How to extract all functions and API calls used in a Python source code?

Let us consider the following Python source code;

def package_data(pkg, roots):
    data = []
    for root in roots:
        for dirname, _, files in os.walk(os.path.join(pkg, root)):
            for fname in files:
                data.append(os.path.relpath(os.path.join(dirname, fname), pkg))

    return {pkg: data}

From this source code, I want to extract all the functions and API calls. I found a similar question and solution. I ran the solution given here and it generates the output [os.walk, data.append]. But I am looking for the following output [os.walk, os.path.join, data.append, os.path.relpath, os.path.join].

What I understood after analyzing the following solution code, this can visit the every node before the first bracket and drop rest of the things.

import ast

class CallCollector(ast.NodeVisitor):
    def __init__(self):
        self.calls = []
        self.current = None

    def visit_Call(self, node):
        # new call, trace the function expression
        self.current = ''
        self.visit(node.func)
        self.calls.append(self.current)
        self.current = None

    def generic_visit(self, node):
        if self.current is not None:
            print("warning: {} node in function expression not supported".format(
                  node.__class__.__name__))
        super(CallCollector, self).generic_visit(node)

    # record the func expression 
    def visit_Name(self, node):
        if self.current is None:
            return
        self.current += node.id

    def visit_Attribute(self, node):
        if self.current is None:
            self.generic_visit(node)
        self.visit(node.value)  
        self.current += '.' + node.attr

tree = ast.parse(yoursource)
cc = CallCollector()
cc.visit(tree)
print(cc.calls)

Can anyone please help me to modified this code so that this code can traverse the API calls inside the bracket?

N.B: This can be done using regex in python. But it requires a lot of manual labors to find out the appropriate API calls. So, I am looking something with help of Abstract Syntax Tree.

1 answer

  • answered 2018-07-20 21:25 MSeifert

    Not sure if this is the best or simplest solution but at least it does work as intended for your case:

    import ast
    
    class CallCollector(ast.NodeVisitor):
        def __init__(self):
            self.calls = []
            self._current = []
            self._in_call = False
    
        def visit_Call(self, node):
            self._current = []
            self._in_call = True
            self.generic_visit(node)
    
        def visit_Attribute(self, node):
            if self._in_call:
                self._current.append(node.attr)
            self.generic_visit(node)
    
        def visit_Name(self, node):
            if self._in_call:
                self._current.append(node.id)
                self.calls.append('.'.join(self._current[::-1]))
                # Reset the state
                self._current = []
                self._in_call = False
            self.generic_visit(node)
    

    Gives for your example:

    ['os.walk', 'os.path.join', 'data.append', 'os.path.relpath', 'os.path.join']
    

    The problem is that you have to do a generic_visit in all visits to ensure you walk the tree properly. I also used a list as current to join the (reversed) afterwards.

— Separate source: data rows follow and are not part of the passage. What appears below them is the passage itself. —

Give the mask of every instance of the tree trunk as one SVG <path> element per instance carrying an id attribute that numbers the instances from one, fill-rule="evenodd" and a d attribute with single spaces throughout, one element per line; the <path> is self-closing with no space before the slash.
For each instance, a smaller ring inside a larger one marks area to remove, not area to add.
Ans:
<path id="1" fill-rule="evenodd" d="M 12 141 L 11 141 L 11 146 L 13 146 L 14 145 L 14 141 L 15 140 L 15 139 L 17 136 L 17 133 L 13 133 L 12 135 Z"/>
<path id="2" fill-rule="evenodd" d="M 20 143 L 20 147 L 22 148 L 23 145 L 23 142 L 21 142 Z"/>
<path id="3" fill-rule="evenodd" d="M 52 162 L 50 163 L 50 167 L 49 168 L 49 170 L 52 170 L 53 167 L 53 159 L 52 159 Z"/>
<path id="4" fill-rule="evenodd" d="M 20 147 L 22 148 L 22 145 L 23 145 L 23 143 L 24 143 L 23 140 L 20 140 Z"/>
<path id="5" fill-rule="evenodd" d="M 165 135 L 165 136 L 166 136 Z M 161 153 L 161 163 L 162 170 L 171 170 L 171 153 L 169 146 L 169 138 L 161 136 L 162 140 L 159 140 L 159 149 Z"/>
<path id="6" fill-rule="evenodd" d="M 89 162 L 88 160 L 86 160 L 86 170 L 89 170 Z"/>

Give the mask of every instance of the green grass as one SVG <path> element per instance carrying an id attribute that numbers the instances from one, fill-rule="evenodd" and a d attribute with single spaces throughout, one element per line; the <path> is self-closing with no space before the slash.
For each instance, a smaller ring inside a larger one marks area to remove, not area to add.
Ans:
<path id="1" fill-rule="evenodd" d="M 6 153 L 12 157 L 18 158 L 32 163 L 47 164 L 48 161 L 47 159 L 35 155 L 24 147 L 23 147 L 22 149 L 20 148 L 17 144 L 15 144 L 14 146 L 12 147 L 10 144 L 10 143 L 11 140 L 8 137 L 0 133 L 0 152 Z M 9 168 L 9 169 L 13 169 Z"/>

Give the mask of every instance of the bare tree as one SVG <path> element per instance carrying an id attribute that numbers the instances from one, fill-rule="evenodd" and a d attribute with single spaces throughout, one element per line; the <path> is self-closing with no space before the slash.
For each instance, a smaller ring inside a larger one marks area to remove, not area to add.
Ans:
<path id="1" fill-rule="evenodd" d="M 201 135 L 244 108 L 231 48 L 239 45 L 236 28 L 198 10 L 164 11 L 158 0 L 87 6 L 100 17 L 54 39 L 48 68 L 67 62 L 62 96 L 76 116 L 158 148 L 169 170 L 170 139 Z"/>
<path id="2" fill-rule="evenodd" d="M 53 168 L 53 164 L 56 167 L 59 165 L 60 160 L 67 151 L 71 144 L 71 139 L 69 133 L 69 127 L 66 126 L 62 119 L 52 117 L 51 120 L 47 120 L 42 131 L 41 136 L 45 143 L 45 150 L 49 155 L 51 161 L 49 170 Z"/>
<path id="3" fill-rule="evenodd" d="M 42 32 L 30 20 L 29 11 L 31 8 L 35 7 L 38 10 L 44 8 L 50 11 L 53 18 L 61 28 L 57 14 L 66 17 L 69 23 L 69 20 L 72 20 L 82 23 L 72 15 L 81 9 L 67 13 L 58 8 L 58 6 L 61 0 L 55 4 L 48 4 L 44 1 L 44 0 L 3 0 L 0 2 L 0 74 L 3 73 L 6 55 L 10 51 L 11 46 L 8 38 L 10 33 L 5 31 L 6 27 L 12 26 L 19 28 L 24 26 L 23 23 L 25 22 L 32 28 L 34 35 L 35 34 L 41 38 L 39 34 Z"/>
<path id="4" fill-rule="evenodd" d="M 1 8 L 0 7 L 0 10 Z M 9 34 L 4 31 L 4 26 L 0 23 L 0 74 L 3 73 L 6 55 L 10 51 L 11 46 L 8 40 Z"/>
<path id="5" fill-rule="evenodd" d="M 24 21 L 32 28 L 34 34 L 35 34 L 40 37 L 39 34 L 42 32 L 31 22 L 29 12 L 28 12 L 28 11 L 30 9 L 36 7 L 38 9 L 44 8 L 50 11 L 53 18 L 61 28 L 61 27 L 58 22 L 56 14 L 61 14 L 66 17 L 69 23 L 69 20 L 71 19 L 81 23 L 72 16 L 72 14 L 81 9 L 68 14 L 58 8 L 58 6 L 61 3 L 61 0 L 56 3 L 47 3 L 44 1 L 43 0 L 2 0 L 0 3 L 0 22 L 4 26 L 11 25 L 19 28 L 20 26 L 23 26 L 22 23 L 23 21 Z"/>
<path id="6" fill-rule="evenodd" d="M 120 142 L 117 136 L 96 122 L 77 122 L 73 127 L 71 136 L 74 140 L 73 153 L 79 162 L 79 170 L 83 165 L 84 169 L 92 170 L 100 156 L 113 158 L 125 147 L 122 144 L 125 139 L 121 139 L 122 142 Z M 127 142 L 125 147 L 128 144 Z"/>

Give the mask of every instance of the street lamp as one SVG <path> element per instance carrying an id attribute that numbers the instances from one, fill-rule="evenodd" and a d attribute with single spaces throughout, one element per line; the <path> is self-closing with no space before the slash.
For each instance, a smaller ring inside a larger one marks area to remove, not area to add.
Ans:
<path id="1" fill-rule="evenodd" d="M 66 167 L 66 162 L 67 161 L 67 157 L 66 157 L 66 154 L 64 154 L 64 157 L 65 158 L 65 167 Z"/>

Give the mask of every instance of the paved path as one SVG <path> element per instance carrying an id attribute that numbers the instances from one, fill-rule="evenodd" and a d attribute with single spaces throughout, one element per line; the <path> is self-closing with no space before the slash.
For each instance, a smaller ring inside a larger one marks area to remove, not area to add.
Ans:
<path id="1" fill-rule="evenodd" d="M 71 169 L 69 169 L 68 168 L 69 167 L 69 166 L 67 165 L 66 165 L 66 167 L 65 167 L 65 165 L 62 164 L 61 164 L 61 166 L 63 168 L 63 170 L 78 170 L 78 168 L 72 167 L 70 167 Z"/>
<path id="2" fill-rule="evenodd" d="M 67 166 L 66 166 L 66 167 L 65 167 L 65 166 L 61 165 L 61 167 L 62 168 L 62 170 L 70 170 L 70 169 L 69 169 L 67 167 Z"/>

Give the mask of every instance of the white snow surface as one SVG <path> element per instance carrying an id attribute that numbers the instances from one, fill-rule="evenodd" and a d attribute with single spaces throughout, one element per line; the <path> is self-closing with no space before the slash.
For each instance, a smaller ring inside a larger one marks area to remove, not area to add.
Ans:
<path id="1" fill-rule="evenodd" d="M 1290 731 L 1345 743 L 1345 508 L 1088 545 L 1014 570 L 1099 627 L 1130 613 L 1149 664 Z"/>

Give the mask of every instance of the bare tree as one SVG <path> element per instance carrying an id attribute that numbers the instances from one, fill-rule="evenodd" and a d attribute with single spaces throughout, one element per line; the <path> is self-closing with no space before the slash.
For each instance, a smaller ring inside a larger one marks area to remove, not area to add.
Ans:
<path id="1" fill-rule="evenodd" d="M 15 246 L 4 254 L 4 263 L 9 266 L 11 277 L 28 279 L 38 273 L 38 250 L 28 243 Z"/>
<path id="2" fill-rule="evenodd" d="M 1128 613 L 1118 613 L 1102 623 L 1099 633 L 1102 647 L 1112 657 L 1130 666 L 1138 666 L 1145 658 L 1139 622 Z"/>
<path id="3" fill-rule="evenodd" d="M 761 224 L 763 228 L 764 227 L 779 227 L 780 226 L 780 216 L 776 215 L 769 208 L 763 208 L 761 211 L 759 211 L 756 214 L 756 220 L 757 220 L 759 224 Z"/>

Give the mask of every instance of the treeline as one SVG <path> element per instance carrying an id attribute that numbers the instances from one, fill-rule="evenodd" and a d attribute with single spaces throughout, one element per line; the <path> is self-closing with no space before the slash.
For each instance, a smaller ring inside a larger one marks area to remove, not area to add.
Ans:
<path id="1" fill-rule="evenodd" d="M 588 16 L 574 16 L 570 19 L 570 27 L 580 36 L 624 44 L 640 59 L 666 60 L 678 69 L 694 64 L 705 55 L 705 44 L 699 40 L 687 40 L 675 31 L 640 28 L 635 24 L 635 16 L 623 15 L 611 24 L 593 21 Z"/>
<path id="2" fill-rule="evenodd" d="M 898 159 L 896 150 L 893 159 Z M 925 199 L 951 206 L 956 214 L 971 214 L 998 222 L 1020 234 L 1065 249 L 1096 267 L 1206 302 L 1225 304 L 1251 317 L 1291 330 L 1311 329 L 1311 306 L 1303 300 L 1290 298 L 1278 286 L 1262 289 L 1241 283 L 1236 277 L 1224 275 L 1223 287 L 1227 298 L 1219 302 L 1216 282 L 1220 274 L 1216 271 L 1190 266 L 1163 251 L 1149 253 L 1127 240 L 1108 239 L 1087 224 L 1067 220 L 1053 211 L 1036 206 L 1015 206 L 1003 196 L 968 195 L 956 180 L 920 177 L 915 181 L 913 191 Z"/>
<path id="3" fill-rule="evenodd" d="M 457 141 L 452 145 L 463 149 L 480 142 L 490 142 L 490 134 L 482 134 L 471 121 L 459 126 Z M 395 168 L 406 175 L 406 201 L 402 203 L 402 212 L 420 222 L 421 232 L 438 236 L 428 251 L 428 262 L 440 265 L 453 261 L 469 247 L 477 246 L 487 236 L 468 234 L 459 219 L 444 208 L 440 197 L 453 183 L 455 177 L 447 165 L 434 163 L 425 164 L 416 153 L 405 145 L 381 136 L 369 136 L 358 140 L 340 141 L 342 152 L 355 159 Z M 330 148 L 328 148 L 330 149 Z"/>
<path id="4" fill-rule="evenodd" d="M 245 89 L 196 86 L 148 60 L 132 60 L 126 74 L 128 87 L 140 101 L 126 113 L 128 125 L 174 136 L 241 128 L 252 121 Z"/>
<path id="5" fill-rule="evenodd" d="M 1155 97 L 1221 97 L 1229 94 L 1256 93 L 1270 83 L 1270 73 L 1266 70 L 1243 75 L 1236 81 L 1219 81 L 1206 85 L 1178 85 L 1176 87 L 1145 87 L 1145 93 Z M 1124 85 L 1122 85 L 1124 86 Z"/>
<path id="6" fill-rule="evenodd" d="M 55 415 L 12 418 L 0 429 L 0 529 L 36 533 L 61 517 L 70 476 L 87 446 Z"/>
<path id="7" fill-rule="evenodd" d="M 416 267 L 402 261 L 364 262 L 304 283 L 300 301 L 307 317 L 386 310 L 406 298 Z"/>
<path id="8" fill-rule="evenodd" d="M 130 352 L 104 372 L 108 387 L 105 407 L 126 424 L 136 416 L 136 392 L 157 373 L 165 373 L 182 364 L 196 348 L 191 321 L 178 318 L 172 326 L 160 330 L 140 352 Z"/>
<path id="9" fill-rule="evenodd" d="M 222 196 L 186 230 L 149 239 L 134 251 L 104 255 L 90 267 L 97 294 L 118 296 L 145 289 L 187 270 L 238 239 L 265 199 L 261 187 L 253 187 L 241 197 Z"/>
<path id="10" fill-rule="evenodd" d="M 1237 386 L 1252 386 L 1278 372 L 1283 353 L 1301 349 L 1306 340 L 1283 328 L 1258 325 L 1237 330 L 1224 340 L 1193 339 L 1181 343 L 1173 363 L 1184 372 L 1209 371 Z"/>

    One case I found that doesn't work with this approach is on chained operations, for example: d.setdefault(10, []).append(10).


    Just in case you're interested in how I arrived at that solution:

    Assume a very simple implementation of a node-visitor:

    import ast
    
    class CallCollector(ast.NodeVisitor):
        def generic_visit(self, node):
            try:
                print(node, node.id)
            except AttributeError:
                try:
                    print(node, node.attr)
                except AttributeError:
                    print(node)
            return super().generic_visit(node)
    

    This will print a lot of stuff, however if you look at the result you'll see some patterns, like:

    ...
    <_ast.Call object at 0x000001AAEE8FFA58>
    <_ast.Attribute object at 0x000001AAEE8FFBE0> walk
    <_ast.Name object at 0x000001AAEE8FF518> os
    ...
    

    and

    ...
    <_ast.Call object at 0x000001AAEE8FF160>
    <_ast.Attribute object at 0x000001AAEE8FF588> join
    <_ast.Attribute object at 0x000001AAEE8FFC50> path
    <_ast.Name object at 0x000001AAEE8FF5C0> os
    ...
    

    So first the call-node is visited, then the attributes (if any) and then finally the name. So you have to reset the state when you visit a call-node, append all attributes to it and stop if you hit a name node.

    One could do it within the generic_visit but it's probably better to do it in the methods visit_Call, ... and then just call generic_visit from these.


    A word of caution is probably in order: This works great for simple cases but as soon as it becomes non-trivial this will not work reliably. For example what if you import a subpackage? What if you bind the function to a local variable? What if you call the result of a getattr result? Listing the functions that are called by static analysis in Python is probably impossible, because beside the ordinary problems there's also frame-hacking and dynamic assignments (for example if some import or called function re-assigned the name os in your module).